Naturalmente, oltre un secolo di prova medica ha fermamente dimostrato che la rimozione dell’appendice umana dopo l’infanzia non ha effetti negativi evidenti (a parte le complicazioni chirurgiche, Williams e Myers 1994). i rapporti precedenti di un’associazione tra appendicite e alcuni tipi di tumore sono stati artefatta (Andersen e Isager 1978; Gledovic e Radovanovic 1991; Mellemkjaer et al., 1998). Infatti, assenza congenita dell’appendice inoltre sembra avere alcun effetto distinguibile. Da laparoscopie investigativi per sospetta appendicite, molte persone sono state trovate che mancano completamente un’appendice dalla nascita, apparentemente senza alcun pregiudizio fisiologiche (Anyanwu 1994; Chevre et al 2000;. Collins 1955; Hei 2003; Host et al 1972. Iuchtman 1993; . Kalyshev et al 1995; Manoil 1957, Pester 1965; Piquet et al 1986;. Ponomarenko e Novikova 1978; Rolff et al 1992;. Saave 1955; Shperber 1983; Tilson e Touloukian 1972, Williams e Myers 1994 p 22)..

In sintesi, una quantità enorme di ricerca medica ha centrata sulla appendice umana, ma fino ad oggi la specifica funzione di appendice, se esiste, è ancora poco chiaro e controverso in fisiologia umana (Williams e Myers 1994. pp. 5, 26-29 ).
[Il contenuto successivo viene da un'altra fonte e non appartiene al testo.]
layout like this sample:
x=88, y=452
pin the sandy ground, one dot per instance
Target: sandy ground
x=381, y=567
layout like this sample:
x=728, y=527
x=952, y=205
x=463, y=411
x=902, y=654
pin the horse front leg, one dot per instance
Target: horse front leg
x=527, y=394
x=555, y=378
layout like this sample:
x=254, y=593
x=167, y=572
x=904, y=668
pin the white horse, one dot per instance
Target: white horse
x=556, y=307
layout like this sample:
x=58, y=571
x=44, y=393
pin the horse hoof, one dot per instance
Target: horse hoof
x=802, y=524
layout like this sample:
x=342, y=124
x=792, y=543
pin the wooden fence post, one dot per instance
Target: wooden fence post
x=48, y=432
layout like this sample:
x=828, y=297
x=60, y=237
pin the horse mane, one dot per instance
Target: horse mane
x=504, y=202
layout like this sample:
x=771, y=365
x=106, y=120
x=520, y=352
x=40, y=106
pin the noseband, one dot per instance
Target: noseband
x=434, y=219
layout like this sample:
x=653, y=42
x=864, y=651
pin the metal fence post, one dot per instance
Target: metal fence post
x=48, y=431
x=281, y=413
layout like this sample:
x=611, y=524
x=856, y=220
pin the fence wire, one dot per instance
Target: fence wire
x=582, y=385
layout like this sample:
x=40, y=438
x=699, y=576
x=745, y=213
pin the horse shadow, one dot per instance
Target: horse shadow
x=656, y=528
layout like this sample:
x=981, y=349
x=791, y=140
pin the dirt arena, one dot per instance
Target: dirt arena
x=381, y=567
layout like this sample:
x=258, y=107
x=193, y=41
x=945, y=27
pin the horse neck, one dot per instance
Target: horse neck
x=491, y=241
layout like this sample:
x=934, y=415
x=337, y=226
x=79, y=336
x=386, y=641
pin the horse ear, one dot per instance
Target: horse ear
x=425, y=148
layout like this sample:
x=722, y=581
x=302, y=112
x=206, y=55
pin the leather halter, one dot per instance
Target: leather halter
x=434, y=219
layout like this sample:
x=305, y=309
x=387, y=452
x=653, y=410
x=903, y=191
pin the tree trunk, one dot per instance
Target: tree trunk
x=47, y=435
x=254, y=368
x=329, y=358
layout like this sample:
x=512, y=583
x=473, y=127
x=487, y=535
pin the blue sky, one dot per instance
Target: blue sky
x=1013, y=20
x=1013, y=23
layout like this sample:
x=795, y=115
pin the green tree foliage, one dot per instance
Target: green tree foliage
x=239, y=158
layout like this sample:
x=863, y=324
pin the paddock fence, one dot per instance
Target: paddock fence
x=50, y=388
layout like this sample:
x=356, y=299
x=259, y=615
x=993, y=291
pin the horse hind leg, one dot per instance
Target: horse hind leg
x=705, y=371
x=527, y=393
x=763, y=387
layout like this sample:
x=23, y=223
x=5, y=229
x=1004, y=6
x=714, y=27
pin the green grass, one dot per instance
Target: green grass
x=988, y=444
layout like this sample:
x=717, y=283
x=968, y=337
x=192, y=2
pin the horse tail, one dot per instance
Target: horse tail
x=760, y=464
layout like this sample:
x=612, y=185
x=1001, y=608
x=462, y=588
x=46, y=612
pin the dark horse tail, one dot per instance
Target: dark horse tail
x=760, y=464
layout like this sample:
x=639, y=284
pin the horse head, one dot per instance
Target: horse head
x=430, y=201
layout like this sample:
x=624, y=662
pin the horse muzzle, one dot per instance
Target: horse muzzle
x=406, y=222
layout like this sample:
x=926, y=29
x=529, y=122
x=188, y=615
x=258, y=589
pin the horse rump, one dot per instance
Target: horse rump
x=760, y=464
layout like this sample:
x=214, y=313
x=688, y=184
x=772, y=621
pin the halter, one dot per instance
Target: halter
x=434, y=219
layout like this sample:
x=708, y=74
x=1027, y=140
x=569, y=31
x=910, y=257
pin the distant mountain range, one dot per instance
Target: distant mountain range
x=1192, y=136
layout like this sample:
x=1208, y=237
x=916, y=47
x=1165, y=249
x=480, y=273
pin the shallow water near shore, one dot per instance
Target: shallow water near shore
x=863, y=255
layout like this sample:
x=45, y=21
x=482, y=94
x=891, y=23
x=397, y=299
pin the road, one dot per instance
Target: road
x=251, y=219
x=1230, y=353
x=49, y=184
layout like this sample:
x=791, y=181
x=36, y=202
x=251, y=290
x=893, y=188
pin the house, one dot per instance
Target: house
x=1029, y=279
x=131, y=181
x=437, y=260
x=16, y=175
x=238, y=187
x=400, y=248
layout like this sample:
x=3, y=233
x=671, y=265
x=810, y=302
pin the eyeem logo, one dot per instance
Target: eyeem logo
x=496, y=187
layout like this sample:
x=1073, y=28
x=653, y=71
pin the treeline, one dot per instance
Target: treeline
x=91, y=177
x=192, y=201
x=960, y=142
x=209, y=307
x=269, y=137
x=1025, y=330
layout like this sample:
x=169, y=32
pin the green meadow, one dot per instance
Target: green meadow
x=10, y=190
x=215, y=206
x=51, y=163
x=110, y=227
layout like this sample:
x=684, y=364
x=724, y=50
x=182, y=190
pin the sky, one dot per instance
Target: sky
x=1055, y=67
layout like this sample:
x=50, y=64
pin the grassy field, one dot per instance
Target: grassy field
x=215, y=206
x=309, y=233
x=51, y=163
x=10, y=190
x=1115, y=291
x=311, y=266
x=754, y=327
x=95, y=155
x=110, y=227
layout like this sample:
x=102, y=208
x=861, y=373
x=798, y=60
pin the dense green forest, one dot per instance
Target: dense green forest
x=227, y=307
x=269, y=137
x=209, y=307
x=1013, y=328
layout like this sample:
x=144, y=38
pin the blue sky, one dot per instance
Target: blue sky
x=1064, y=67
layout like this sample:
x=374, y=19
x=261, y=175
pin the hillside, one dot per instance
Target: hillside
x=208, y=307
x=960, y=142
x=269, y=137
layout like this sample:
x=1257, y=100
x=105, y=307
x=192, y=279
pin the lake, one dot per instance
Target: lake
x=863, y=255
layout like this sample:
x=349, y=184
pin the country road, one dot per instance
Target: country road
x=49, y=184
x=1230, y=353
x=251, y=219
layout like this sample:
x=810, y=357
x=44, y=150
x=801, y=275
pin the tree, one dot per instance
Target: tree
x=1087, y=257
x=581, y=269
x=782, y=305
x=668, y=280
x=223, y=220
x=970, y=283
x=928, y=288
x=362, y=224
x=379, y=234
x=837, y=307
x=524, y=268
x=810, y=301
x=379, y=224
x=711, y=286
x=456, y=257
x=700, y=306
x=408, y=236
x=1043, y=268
L’appendice è progettato subottimale

L’appendice umana è noto per le complicazioni pericolose per la vita che può causare. l’infezione mortale dell’appendice in giovane età è comune, e la durata del rischio di appendicite acuta è del 7% (Addiss et al 1990;. Hardin 1999;. Korner et al 1997; Pieper e Kager 1982). L’età più comune di appendicite acuta è nei bambini in età prepuberale, tra gli 8 ei 13 anni di età. Prima di moderne tecniche chirurgiche del 20 ° secolo erano disponibili, un caso di appendicite acuta è di solito fatale. Ancora oggi, morti appendicite sono significativi (Blomqvist et al 2001;. Luckmann 1989).

Il piccolo ingresso per questa tasca cieco rende l’appendice difficile da pulire e incline al blocco fisico, che è in definitiva la causa di appendicite (Liu e McFadden 1997). Questo layout strutturale peculiare è molto utile per una più grande intestino cieco di cellulosa fermentazione, ma non è chiaro il motivo per cui il tessuto linfoide intestinale avrebbe bisogno di essere ospitato in un tubo vicolo cieco a distanza con superficie trascurabile. Infatti, il 60% dei casi di appendicite sono dovuti a iperplasia linfoide che porta alla occlusione all’interno dell’appendice, indicando che l’appendice è insolitamente incline alla proliferazione anormale del suo tessuto linfoide (Liu e McFadden 1997). Siffatta circostanza sarebbe molto meno problematico se l’interno dell’appendice non fosse così piccola, confinata, e inaccessibile dal resto dell’intestino. In molti altri primati e mammiferi, il tessuto linfoide GALT sembra funzionare senza difficoltà in un intestino cieco molto più aperto a bulbo con ampia superficie.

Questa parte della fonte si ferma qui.